Mais je ne sais pas. Je ne l'ai vu que dans la lunette d'approche, vous comprenez. C'était sans doute très loin, très loin, du côté de Saint-Sulpice. Quand je regardais avec mes yeux, je ne distinguais que du gris, avec les taches bleues des toits d'ardoises... J'ai même failli le perdre. La lunette a bougé, il m'a fallu refaire un voyage épouvantable sur la mer des cheminées... Maintenant, j'ai un point de repère, la girouette d'une maison voisine de la nôtre.

THÉRÈSE

Tu l'as revu ?

SUZANNE

Oui, hier, aujourd'hui, tous les jours... Est-ce que je fais mal ? Si vous saviez comme il est petit et mignon dans la lunette d'approche ! Il est à peine haut comme ça ; on dirait une image ; je n'en ai pas peur du tout... Puis, je ne sais pas où il est, moi ; je ne sais pas même si c'est bien vrai, ce qu'on aperçoit dans la lunette. C'est tout là-bas... Quand il fait comme ça...

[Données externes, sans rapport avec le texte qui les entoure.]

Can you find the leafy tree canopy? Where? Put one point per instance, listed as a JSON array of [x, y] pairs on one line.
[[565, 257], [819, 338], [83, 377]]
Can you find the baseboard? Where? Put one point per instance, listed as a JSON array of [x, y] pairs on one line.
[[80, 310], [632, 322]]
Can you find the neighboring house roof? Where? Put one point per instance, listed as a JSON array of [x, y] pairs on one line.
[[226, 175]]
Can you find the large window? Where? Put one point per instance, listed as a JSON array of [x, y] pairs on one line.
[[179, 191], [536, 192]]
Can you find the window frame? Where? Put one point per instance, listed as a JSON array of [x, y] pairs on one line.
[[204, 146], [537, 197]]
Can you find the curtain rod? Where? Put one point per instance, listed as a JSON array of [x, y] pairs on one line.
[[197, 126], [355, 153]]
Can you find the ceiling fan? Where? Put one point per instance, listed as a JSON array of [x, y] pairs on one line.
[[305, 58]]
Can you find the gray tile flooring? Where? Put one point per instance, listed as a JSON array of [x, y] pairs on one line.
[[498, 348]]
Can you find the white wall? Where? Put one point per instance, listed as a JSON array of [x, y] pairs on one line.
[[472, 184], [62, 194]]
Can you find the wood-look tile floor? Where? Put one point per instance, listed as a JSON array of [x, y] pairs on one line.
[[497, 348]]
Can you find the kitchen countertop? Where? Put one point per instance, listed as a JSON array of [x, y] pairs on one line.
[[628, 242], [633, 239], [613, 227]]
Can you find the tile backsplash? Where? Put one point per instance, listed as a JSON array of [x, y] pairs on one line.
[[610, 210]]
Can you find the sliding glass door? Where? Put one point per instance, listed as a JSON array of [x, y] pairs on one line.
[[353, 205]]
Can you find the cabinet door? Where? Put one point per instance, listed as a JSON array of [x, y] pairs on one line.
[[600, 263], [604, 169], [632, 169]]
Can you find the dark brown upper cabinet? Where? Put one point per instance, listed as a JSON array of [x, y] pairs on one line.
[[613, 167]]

Elle fait le signe d'envoyer un baiser.

Je me redresse, et je ne vois plus que du gris. Je puis croire, n'est-ce pas ? que le prince bleu n'a pas fait ça...

Elle répète le geste.

Puisqu'il n'est plus là, puisque j'ai beau écarquiller les yeux...

THÉRÈSE, souriant

Tu me fais du bien...

Regardant Laurent.

Aime ton prince bleu toujours en rêve.

SUZANNE

Ah ! Mais non !... Chut ! La partie est finie.

MICHAUD

Allons, à nous deux. La belle, Monsieur Grivet.

GRIVET

À vos ordres, monsieur Michaud.

Ils mêlent le jeu.

MADAME RAQUIN, poussant son fauteuil à droite

Laurent, puisque vous êtes debout, auriez-vous l'obligeance d'aller me chercher la corbeille où je mets ma laine ? Elle doit être sur la commode de ma chambre... Prenez une lumière.

LAURENT

C'est inutile.

Il sort par la porte du fond.

MICHAUD

Vous avez là un véritable fils. Il est d'une complaisance...

MADAME RAQUIN

Oui, il est très bon pour nous. Je le charge de nos petites commissions ; et, le soir, il nous aide à fermer la boutique.

GRIVET

L'autre jour, je l'ai vu qui vendait des aiguilles, comme une demoiselle de magasin... Eh ! Eh ! Une demoiselle de magasin avec de la barbe !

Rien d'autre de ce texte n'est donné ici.